March 20, 2022: In eastern Congo (Ituri province) CODECO rebels killed 14 civilians, seven of them children. CODECO commits a substantial number of the attacks and atrocities in Ituri, as well as across the border in Uganda. The violence in eastern Congo is mainly in Ituri and neighboring North Kivu province. CODECO is predominantly a Lendu tribal organization, as are many of militias in eastern Congo. ADF (Allied Democratic Forces) is also from Uganda and has more Moslem radicals than rebels. ISIL (Islamic State in Iraq and the Levant) considers the ADF to be ISCAP (ISILs Central African Province). ADF pledged allegiance to ISIL in 2019 and later described itself as ISCAP. The name changes nothing because ADF continues its terrorist operations, primarily in eastern Congo.

March 17, 2022: The U.S. imposed sanctions on individuals and companies involved in the illicit smuggling of Congolese gold. A specific target is the African Gold Refinery located in Uganda.

March 15, 2022: In eastern Congo (North Kivu and Ituri provinces) ADF Islamic terrorists murdered at least 62 people in a series of attacks that began March 10. The attacks occurred while joint Uganda-Congo military forces fought other ADF elements in the area.

March 14, 2022: In Ugandan, the army insisted that rumors the president Museveni's son, Muhoozi Kainerugaba, had resigned from the military were false. Kainerugaba holds the rank of lieutenant general and commands Uganda’s land forces. Soldiers cannot participate in Ugandan politics. Many Ugandans believe Kainerugaba would like to run for president in 2026.
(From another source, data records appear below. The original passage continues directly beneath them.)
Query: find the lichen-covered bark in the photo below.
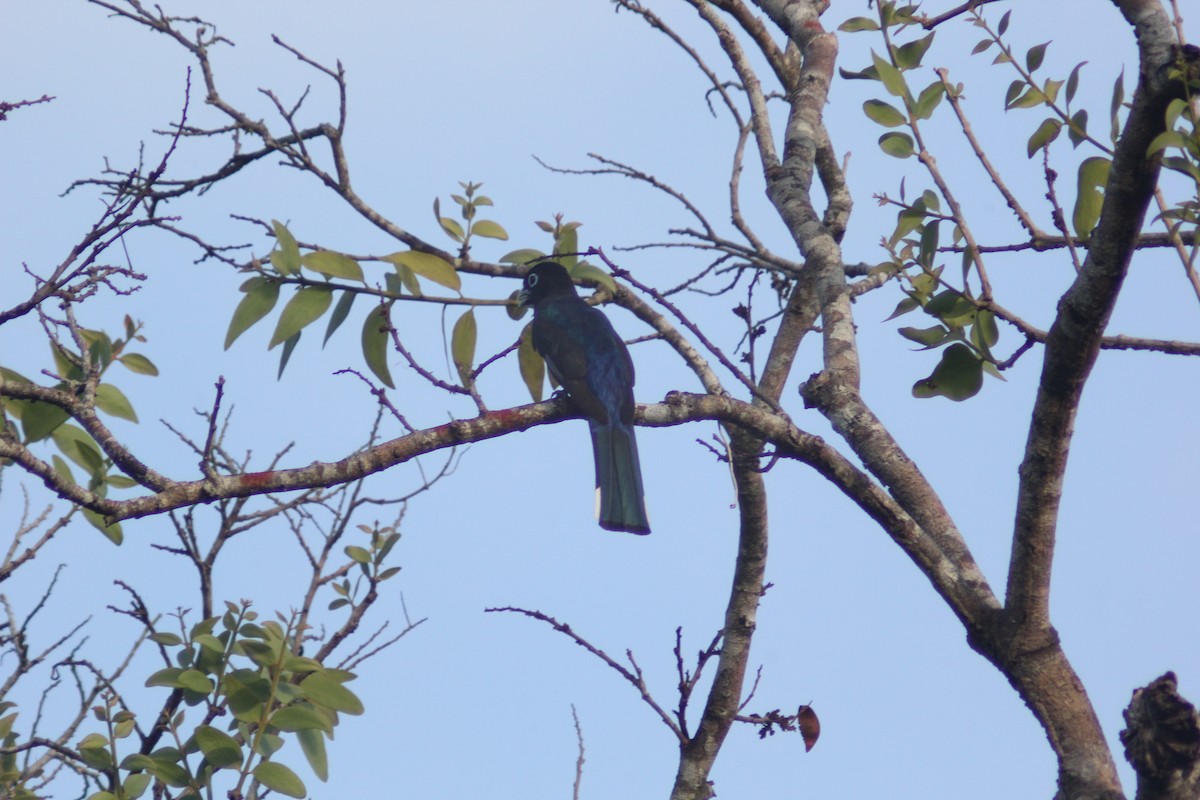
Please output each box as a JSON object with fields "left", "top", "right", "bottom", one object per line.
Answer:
{"left": 669, "top": 429, "right": 768, "bottom": 800}
{"left": 1121, "top": 673, "right": 1200, "bottom": 800}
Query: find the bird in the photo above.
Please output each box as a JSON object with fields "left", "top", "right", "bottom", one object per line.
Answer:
{"left": 517, "top": 261, "right": 650, "bottom": 534}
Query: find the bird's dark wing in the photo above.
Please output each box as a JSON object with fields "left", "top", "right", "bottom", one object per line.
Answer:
{"left": 531, "top": 301, "right": 612, "bottom": 424}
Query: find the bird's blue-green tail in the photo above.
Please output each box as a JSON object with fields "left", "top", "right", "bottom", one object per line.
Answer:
{"left": 591, "top": 423, "right": 650, "bottom": 534}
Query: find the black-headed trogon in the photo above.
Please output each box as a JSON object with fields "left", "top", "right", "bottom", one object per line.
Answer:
{"left": 518, "top": 262, "right": 650, "bottom": 534}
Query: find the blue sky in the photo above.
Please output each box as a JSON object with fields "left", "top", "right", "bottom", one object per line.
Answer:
{"left": 2, "top": 2, "right": 1198, "bottom": 798}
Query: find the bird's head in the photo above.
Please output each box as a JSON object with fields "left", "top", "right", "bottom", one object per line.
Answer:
{"left": 517, "top": 261, "right": 577, "bottom": 308}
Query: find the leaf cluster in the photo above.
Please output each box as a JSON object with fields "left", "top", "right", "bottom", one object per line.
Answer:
{"left": 74, "top": 603, "right": 364, "bottom": 800}
{"left": 0, "top": 316, "right": 157, "bottom": 541}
The ICC (International Criminal Court) announced that former CAR (Central African Republic) militia leader Maxime Jeoffroy Eli Mokom Gawaka was turned over to the ICC for prosecution. His surrender took place in Chad. He faced charges for crimes against humanity and war crimes. At one time he was the CAR’s national coordinator of anti-balaka militias. The ICC issued a warrant for his arrest in 2018.

March 11, 2022: Rwanda confirmed that it intends to keep its peacekeeping contingent in Mozambique as long as necessary. Since July 2021 the contingent has provided security in northern Mozambique (Cabo Delgado province) where Ansar al-Sunna, an Islamic terrorist, continues to threaten the lucrative natural has facilities in the province.
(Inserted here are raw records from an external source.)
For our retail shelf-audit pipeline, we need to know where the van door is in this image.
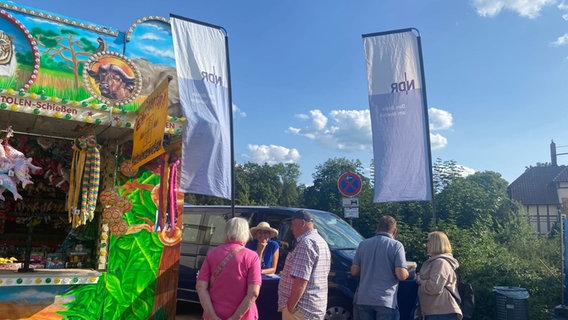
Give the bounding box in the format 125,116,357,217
178,208,228,303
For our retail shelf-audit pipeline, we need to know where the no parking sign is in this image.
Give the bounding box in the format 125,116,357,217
337,171,362,197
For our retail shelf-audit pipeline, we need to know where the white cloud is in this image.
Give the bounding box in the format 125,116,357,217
289,109,371,151
139,32,161,41
471,0,555,18
143,21,172,34
233,103,246,117
429,107,453,130
288,107,453,152
559,1,568,10
551,33,568,46
287,127,301,135
430,133,448,150
311,109,328,131
243,144,300,164
140,45,175,59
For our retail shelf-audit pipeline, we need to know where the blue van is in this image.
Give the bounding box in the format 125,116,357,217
177,205,364,320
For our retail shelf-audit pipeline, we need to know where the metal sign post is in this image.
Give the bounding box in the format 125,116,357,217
338,171,363,223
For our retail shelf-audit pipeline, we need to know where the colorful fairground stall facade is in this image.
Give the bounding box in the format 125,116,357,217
0,2,186,319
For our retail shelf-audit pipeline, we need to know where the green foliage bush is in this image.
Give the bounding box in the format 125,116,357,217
398,222,562,320
357,167,563,320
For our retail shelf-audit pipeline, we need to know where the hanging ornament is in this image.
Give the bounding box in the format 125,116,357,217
67,135,101,227
102,207,122,224
68,137,86,226
99,188,119,208
119,159,138,177
167,157,180,228
79,135,100,225
116,196,132,213
110,221,128,238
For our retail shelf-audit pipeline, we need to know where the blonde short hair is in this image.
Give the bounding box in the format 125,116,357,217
225,217,252,243
427,231,452,256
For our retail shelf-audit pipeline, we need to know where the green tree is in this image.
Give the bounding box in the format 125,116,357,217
234,163,251,205
185,162,301,206
274,163,301,207
238,162,301,206
525,162,552,170
432,158,465,193
427,165,561,320
240,162,281,205
435,171,510,229
31,27,96,87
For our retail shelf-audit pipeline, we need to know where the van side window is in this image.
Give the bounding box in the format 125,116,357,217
261,213,294,250
278,221,295,250
262,216,284,239
182,213,202,242
205,214,226,245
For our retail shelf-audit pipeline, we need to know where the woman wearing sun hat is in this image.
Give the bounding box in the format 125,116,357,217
247,221,280,275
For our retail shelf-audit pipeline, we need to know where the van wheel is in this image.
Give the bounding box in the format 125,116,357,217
325,297,352,320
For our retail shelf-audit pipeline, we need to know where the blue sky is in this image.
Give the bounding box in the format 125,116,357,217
9,0,568,185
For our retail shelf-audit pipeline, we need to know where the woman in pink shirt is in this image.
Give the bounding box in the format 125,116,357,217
196,217,262,320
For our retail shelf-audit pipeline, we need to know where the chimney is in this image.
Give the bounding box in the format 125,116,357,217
551,140,557,166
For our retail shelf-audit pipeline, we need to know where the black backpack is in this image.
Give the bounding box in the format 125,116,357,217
439,257,475,319
449,274,475,319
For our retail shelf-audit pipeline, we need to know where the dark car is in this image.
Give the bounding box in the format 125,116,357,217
177,205,364,320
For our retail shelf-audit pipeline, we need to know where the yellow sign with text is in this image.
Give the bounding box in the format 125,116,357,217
132,78,169,169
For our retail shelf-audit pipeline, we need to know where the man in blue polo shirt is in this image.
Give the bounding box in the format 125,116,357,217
351,215,410,320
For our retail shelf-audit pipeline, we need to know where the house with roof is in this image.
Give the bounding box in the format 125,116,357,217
508,141,568,234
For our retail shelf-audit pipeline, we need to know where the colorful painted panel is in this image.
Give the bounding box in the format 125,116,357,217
94,150,182,320
0,284,102,319
0,2,183,139
0,2,185,319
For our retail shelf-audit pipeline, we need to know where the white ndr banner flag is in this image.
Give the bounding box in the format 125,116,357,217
363,29,432,203
171,15,231,199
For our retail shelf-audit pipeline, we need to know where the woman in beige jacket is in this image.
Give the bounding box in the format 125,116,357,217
415,231,463,320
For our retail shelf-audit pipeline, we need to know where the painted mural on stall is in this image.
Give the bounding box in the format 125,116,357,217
0,151,182,320
0,286,78,319
0,1,184,319
0,1,181,118
57,150,182,319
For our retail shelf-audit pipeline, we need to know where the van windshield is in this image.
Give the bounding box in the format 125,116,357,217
311,210,364,249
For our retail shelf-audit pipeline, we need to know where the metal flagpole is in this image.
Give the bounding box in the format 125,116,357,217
222,29,236,216
413,28,437,229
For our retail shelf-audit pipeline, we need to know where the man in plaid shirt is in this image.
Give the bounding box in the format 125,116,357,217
278,210,331,320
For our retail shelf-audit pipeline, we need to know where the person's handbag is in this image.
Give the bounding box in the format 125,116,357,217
439,257,475,319
210,246,244,285
444,273,474,320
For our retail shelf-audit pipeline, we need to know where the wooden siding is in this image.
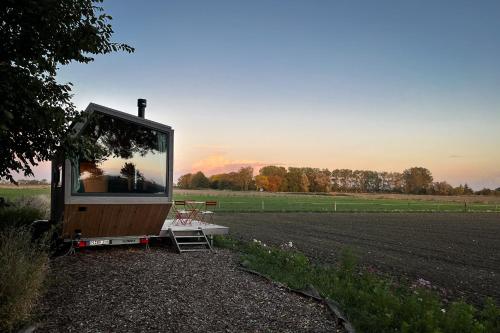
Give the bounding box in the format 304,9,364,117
62,203,171,238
March 10, 2022: Rwanda confirmed it has fully opened the Gatuna border crossing with Uganda. Gatuna is one of the most highly trafficked border crossings in East Africa as it connects Kenya’s Mombasa port to various cities in the region. On an average day from 80 to 90 tractor-trailers move through Gatuna (over 2,500 a month). Political disagreements between Rwanda and Uganda had shut the crossing for the better part of three years.

March 9, 2022: In eastern Congo (Ituri province) CODECO rebels killed 18 civilians who sought refuge in a church.

March 8, 2022: Ukrainian President Volodymyr Zelensky ordered all Ukrainian peacekeeping forces to return home to fight the Russians. Ukraine has around 300 soldiers, police officers and senior staff serving on six UN peacekeeping operations. The largest (264 personnel) Ukrainian contingent serves with the UN peacekeeper force in Congo. All but 14 of these Ukrainian troops are with a Ukrainian aviation unit that operates and maintains eight helicopters. They will be missed because African peacekeeping operations are much more effective when they have helicopters available.

March 5, 2022: In CAR (the capital Bangui) a hundred protestors held a demonstration to support Russia’s invasion of Ukraine. No kidding. They waved Russian and CAR flags. Russia provides the CAR with weapons and Wagner Group military contractors. The Wagner Group, which reports directly to Russian president Vladimir Putin, is active in several African countries.

February 28, 2022: In Congo a court ruling has taken away control of Congo’s Tenke Fungurume mine from China Molybdenum. China Molybdenum is accused of failing to pay millions of dollars in royalty payments. China bought the huge mine in 2016. The court appointed a temporary administrator from Gecamines, Congo’s state-run mining authority.

February 19, 2022: In eastern Congo (North Kivu province), South Africa deployed its 21 SA Infantry (SAI) Battalion to serve with the UN peacekeepers. South African troops are highly regarded as peacekeepers because they are better trained and led than most other African troops.